Enhancing peptide identifications
DART-ID
Data-driven Alignment of Retention Times for IDentification (DART-ID) implements principled Bayesian frameworks for global retention time (RT) alignment and for incorporating RT estimates towards improved confidence estimates of peptide-spectrum-matches.
Rescoring pipelines
Peptides identified from search engines (both DDA and DIA acquisitions) can be rescored to increase the upgrade (increase conference in) correct identifications and downgrade incorrect ones. Two pipelines for such rescoring are MSBooster and Oktoberfest.
Optimizing LC-MS/MS & Visualizing data
DO-MS: Data-driven Optimization of MS
DO-MS is an open source platform for optimizing LC-MS/MS workflows, identifying bottlenecks and performing QC. It supports both interactive and archival data visualization, including the generation of sharable reports. DO-MS stands for Data-driven Optimization of MS (DO-MS)

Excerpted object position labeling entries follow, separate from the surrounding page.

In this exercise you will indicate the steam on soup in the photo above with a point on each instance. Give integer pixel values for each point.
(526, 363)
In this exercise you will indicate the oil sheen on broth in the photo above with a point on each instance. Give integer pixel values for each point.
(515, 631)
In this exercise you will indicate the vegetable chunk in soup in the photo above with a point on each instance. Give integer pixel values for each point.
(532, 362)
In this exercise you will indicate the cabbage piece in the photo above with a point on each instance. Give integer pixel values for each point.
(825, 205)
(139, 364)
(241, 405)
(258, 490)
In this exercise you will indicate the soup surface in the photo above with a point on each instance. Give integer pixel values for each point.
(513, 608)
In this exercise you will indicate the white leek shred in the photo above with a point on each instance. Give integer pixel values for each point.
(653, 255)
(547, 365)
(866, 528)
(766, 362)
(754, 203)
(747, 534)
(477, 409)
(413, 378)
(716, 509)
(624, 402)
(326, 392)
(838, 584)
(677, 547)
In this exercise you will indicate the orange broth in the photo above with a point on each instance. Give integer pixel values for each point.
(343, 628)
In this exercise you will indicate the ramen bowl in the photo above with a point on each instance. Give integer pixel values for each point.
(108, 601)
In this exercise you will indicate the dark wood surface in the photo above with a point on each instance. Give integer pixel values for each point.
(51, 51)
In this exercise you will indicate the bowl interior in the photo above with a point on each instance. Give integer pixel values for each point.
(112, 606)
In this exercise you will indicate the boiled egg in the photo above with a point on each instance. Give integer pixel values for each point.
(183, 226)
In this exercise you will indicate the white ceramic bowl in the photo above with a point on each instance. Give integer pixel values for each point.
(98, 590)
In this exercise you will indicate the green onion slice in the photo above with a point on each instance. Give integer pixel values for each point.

Community guidelines and recommendations
Analyzing proteins from single cells by tandem mass spectrometry (MS) has become technically feasible. While such analysis has the potential to accurately quantify thousands of proteins across thousands of single cells, the accuracy and reproducibility of such results may be undermined by numerous factors affecting experimental design, sample preparation, data acquisition, and data analysis. Establishing community guidelines and standardized metrics will enhance rigor, data quality, and alignment between laboratories. The community has proposed best practices, quality controls, and data reporting guidelines to assist in the broad adoption of reliable quantitative workflows for single-cell proteomics.